Ad attestarne l’esistenza fin dal 1874 c’è un documento, sottolineano Gianluca e Gabriele Marchesi, che con il fratello Angelo hanno raccolto il timone degli avi in legatoria: è di una associazione di Mutuo Soccorso dei librai, cartolai e legatori di libri di Milano. Ma senz’altro c’era già negli anni Cinquanta dell’Ottocento, creata da Domenico Conti Borbone in quella che si chiamava via dei Ratti, oggi via Cesare Cantù, vicino alla Biblioteca Ambrosiana. Uno stradario del 1886 attesta la legatoria proprio in via dei Ratti, in seguito si è spostata in via Santa Maria alla Porta e, nel 1919, nell’attuale sede di via Terraggio.
«Quella di Domenico Conti Borbone - spiega Gianluca Marchesi - era nata come legatoria d’arte. Mio nonno, invece, aveva la visione che questo mestiere andasse divulgato anche a classi meno abbienti e con lui iniziarono non solo le legature di lusso, ma anche di altri tipi. Oggi noi ci occupiamo di legatoria a 360 gradi, da quella extralusso al semplice vocabolario in tela o alla riparazione di copertine di vecchi libri, fino alla marmorizzazione delle carte. Ma ci siamo anche ampliati al mondo dell’arredamento, sviluppato soprattutto a partire dagli anni Sessanta e Settanta anche con architetti importanti, per lavori importanti in moltissime case patrizie. Fin da piccolo mio padre mi mandava a imparare il mestiere, ma anche a imparare il gusto del bello che c’era in queste case». Sedie particolari, oggetti, rivestimenti di tavoli, scrivanie poi stampate in argento, oro o a secco a seconda dello stile. E oltre a questi oggetti, ecco anche pareti con finti libri, o rilegature «ad personam».

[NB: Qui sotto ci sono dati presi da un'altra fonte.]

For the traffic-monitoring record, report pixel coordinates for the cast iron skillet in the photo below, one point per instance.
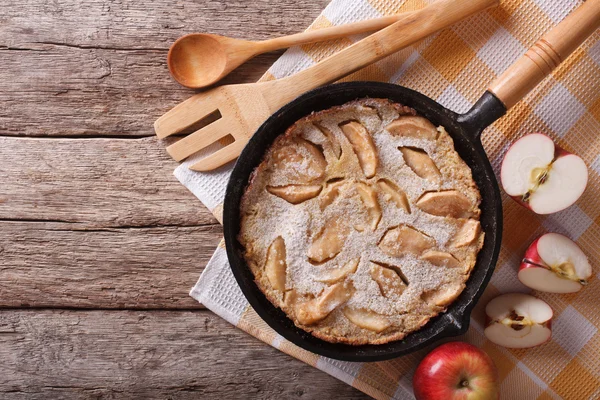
(465, 129)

«Per quello che riguarda la tipologia - ammette Gianluca Marchesi - per un lavoro come il nostro è veramente dura in questo momento. Ma lavoriamo molto con l’estero». Negli spazi di via Terraggio, oltre alla macchina acquistata nel 1919 su cui si legge la scritta in stile gotico «Aug. Fomm 21247 Leipzig» e che da allora va avanti ininterrottamente per la stampa a caldo, anche un torchio del 1828, usato fino agli anni Novanta, che è stato chiesto anche da importanti musei, ma che il papà dei tre fratelli Marchesi, anche lui si chiamava Angelo, non ha mai voluto vendere. E ancora, accanto all’innovazione, una collezione di punzoni, fregi, planche, cliché. Anche quelli della copertina delle Treccani, di cui hanno licenza fin dai tempi del nonno.